NAACL is over, and while the majority of the conference took place in hallways for me this time around (lots of old and new friends made their way to NYC), I did get a chance to see a few papers that I enjoyed. I'm short-listing some of them here (including workshop papers), though I encourage others to list those that they liked, since one person can have at most a 33% recall.
- Effective Self-Training for Parsing (McClosky, Charniak + Johnson). Train a parser A, run A on 2m sentences, use A's output to train a new parser B and B does better on test data. This is a somewhat surprising story, and one that has plenty of counterexamples in the literature. These guys got it to work. The key was to use the Charniak + Johnson reranking parser as parser A, rather than just the Charniak parser. This begs the question: why does it work in the latter case. Unfortunately, the paper doesn't answer this question. Though talking to Eugene, they are interested in ideas why.
One obvious idea is that the epsilon difference in performance for reranking and not reranking happens to occur at a phase transition. I find this unlikely. My guess (which I've suggested and they seem interested in exploring) is the following. The unreranked parser produces systematic errors, and so self-training just reinforces these errors leading to worse performance. In contrast, the reranked parser has a high variance of errors (this is intuitively reasonable if you think about how reranking works) and therefore these come across as "noise" when you retrain on the large corpus. It's easy to verify this claim: simply remove enough data from the reranked parser so that its performance is comparable to the vanilla parser and see if you still get self-training improvements. If so, I may be right. One can then do a more exhaustive error analysis. Other people have suggested other reasons which I think the Brown folk will also look into. I'm very curious.
- Prototype-driven Learning for Sequence Models (Haghighi + Klein). This received the best student paper award (congrats Aria!). The idea in this paper is that we don't want to have to label entire sequences to do normal supervised learning. Instead, what we do is, for each possible label, we list a small number of prototypical words from that label. They then use a constrained MRF, together with distributional similarity features to attempt to learn a sequence labeling model. I think this idea is very interesting, and I am in general very interested in ways of using "not quite right" data to learn to solve problems.
My only concern with this approach is that it is quite strict to require that all occurances of prototypical words get their associated tag. This is perhaps okay for something like POS tagging, but in general problems, I feel that words are too ambiguous for this to work. (And, for completeness, since I asked this question at the talk, I would have liked to have seen at least one baseline model that made use of the prototypes, even in a naive way.)

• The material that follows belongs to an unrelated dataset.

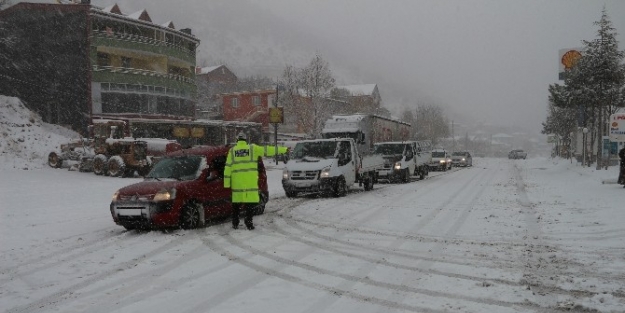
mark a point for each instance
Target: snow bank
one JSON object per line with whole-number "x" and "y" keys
{"x": 25, "y": 140}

- Quasi-Synchronous Grammars: Alignment by Soft Projection of Syntactic Dependencies (D Smith + Eisner, SMT Workshop). This paper makes the argument that the raw synchronicity assumptions made by SCFGs for either projection or translation is too strong (others, like Hwa, have argued the same). They analyze the sorts of transformations required to explain real parallel data (does a parent/child end up as a parent/child after translation, or is sisterhood maintained). They propose a translation model that can account for much more varied transformations that standard SCFGs. It's a workshop paper, and there's no decoder yet, but talking to David afterwards, they are actively working on this and it may actually be safe to hold one's breath.
- Computational Challenges in Parsing by Classification (Turian + Melamed, CHPJISLP Workshop). This is a history-based parsing-as-classification model, where one essentially parses in a bottom-up, sequential fashion. A lot of this paper is dedicated to talking about how to scale up to being able to train decision trees as classifiers (laziness, parallelization and sampling provide a 100 fold speedup), but something I found extremely interesting (though not shocking once you hear it) is that right-to-left search outperformed left-to-right. The obvious explanation is that English is largely right-branching, and by searching right-to-left, most decisions remain strongly local. They achive quite impressive results, and there's some obvious way in which this algorithm could be Searnified.